The cycling section of Powell’s Books in Portland, Ore., is vast. And as you stand before it, as I did recently, it’s easy to split the volumes into distinct categories: before doping and after.
In the first realm rest the hagiographies and how-to tomes mostly about or inspired by Lance Armstrong, including “It’s Not About the Bike: My Journey Back to Life,” “Lance Armstrong: Images of a Champion” and the now painfully ironic “The Lance Armstrong Performance Program: Seven Weeks to the Perfect Ride.”
Sharply separated, as if by the Mason-Dixon line, stand the growing roster of countervailing efforts, most notably the recent “Wheelmen: Lance Armstrong, the Tour de France, and the Greatest Sports Conspiracy Ever” by Wall Street Journal reporters Reed Albergotti and Vanessa O’Connell and the newly published “Cycle of Lies: The Fall of Lance Armstrong” by the New York Times’ Juliet Macur.
“Cycle of Lies” purports to be the “definitive account” of Armstrong’s “rise and fall,” and it’s impossible not to read it as if Macur is an author scorned. While she was one of the few New York Times journalists to write critically of Armstrong before he was taken down by the U.S. Anti-Doping Agency, Macur nevertheless dismissed early accusations of his using performance-enhancing drugs as a “distraction.”

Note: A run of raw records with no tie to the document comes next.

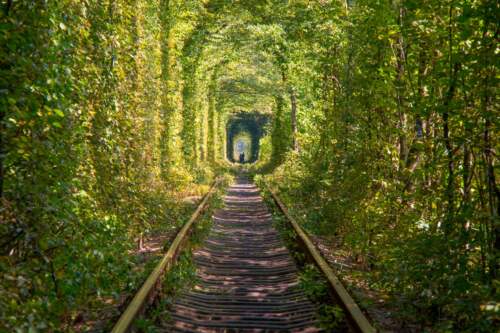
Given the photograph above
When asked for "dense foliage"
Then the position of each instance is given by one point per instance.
(383, 133)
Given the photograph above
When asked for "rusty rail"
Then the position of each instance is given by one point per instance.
(140, 299)
(356, 318)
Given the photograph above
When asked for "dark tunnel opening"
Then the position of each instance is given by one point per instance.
(244, 131)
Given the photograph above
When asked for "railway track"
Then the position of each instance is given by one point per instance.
(247, 279)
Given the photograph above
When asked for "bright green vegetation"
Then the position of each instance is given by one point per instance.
(382, 133)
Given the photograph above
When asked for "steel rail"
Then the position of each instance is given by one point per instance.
(356, 318)
(147, 290)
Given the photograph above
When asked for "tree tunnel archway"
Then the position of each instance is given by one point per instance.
(245, 130)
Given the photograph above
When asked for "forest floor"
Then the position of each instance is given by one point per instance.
(98, 318)
(376, 304)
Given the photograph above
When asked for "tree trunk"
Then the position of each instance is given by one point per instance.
(293, 116)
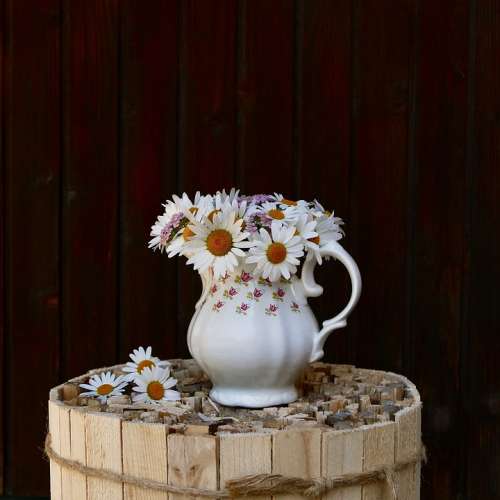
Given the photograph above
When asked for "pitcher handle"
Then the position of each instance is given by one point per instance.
(312, 289)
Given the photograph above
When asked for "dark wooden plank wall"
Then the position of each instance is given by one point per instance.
(386, 111)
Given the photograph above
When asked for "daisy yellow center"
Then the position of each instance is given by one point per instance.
(104, 389)
(276, 253)
(187, 233)
(145, 363)
(212, 214)
(156, 390)
(274, 213)
(219, 242)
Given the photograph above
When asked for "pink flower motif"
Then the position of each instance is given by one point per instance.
(242, 309)
(218, 306)
(245, 277)
(271, 310)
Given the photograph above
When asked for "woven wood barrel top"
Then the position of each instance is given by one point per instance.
(347, 420)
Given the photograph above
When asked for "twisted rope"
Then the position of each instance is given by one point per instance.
(253, 484)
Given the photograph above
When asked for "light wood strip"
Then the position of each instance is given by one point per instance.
(55, 470)
(297, 453)
(342, 453)
(65, 438)
(408, 441)
(145, 456)
(192, 461)
(78, 481)
(104, 451)
(378, 451)
(242, 454)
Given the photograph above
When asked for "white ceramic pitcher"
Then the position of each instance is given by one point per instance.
(253, 338)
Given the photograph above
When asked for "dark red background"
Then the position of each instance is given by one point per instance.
(388, 111)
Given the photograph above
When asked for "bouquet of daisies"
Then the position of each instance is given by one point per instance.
(223, 231)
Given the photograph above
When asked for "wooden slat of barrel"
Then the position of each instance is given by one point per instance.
(193, 462)
(65, 439)
(55, 470)
(145, 456)
(408, 441)
(78, 452)
(378, 451)
(104, 451)
(342, 453)
(297, 453)
(242, 454)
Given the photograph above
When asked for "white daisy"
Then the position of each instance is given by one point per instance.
(327, 229)
(277, 254)
(104, 385)
(141, 359)
(305, 228)
(285, 201)
(217, 244)
(273, 210)
(154, 385)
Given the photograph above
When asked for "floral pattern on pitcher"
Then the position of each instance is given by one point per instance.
(271, 310)
(254, 290)
(231, 293)
(242, 308)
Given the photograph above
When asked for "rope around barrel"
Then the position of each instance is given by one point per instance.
(254, 484)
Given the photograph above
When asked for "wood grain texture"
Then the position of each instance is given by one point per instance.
(148, 153)
(145, 456)
(90, 197)
(55, 470)
(78, 452)
(378, 451)
(379, 191)
(103, 445)
(342, 453)
(408, 440)
(65, 450)
(242, 454)
(324, 138)
(192, 461)
(440, 245)
(265, 96)
(481, 398)
(33, 167)
(297, 454)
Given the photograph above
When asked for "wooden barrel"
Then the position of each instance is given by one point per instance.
(348, 421)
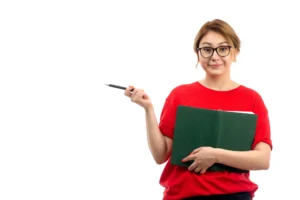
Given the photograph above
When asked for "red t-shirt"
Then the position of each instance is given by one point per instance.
(181, 183)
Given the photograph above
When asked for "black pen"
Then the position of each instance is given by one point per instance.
(117, 86)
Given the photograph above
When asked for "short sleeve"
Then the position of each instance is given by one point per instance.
(263, 131)
(168, 117)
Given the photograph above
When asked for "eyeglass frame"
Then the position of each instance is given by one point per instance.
(214, 50)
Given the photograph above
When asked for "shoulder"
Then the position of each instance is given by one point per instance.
(182, 89)
(256, 97)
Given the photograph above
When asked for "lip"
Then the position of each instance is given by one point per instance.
(216, 65)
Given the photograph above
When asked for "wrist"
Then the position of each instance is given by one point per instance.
(217, 155)
(149, 108)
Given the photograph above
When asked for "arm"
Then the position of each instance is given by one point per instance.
(159, 145)
(256, 159)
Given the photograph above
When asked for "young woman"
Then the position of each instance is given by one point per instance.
(216, 46)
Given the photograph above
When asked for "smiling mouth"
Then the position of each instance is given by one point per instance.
(215, 65)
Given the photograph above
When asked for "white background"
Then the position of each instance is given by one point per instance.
(65, 135)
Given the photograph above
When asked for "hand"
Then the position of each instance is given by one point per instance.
(203, 157)
(138, 96)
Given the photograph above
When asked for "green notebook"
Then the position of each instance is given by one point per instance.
(197, 127)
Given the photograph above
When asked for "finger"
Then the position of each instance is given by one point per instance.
(198, 169)
(137, 95)
(129, 90)
(188, 158)
(193, 166)
(196, 150)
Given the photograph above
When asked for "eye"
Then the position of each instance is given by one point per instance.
(223, 49)
(207, 49)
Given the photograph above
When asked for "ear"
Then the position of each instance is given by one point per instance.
(234, 55)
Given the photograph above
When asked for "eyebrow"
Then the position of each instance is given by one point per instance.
(211, 44)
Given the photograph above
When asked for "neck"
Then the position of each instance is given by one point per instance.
(220, 83)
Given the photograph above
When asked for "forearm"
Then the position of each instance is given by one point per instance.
(247, 160)
(156, 140)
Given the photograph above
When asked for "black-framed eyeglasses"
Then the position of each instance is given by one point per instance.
(207, 52)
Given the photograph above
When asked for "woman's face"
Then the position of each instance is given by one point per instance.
(212, 63)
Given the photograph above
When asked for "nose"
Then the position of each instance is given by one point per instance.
(215, 55)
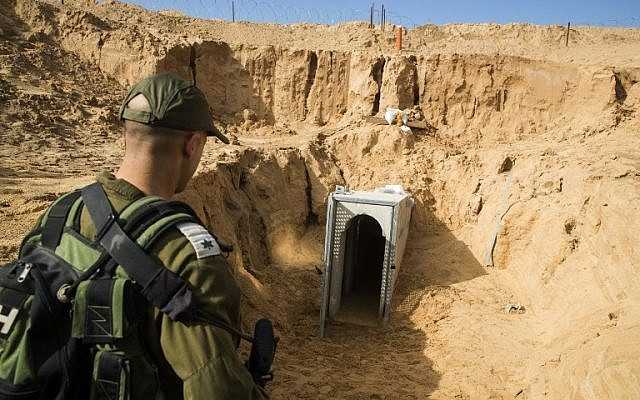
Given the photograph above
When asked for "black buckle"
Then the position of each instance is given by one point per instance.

For the Armstrong aficionado, “Cycle of Lies” does not convey a wealth of new (or provocative) evidence about how Armstrong, his doctors, coaches and teammates used pharmacology and hematology to place Armstrong in the top spot in a record seven straight Tours de France. Where Macur does improve upon the doping dossier is by examining some of Armstrong’s personal relationships; the way he treated others, particularly some purportedly close friends, reveals much about his character.
Macur’s biggest scoop is her access to the recorded recollections of J.T. Neal, a father figure to Armstrong who did not survive cancer, as his protege did. Neal’s tapes show Armstrong to be hopelessly selfish, breaking a promise to accompany Neal during a weeklong bone-marrow transplant because Armstrong scored backstage passes to a Wallflowers concert. Armstrong attended Neal’s funeral wearing a T-shirt and flip-flops, telling his bereaved daughter, “I don’t do funerals.”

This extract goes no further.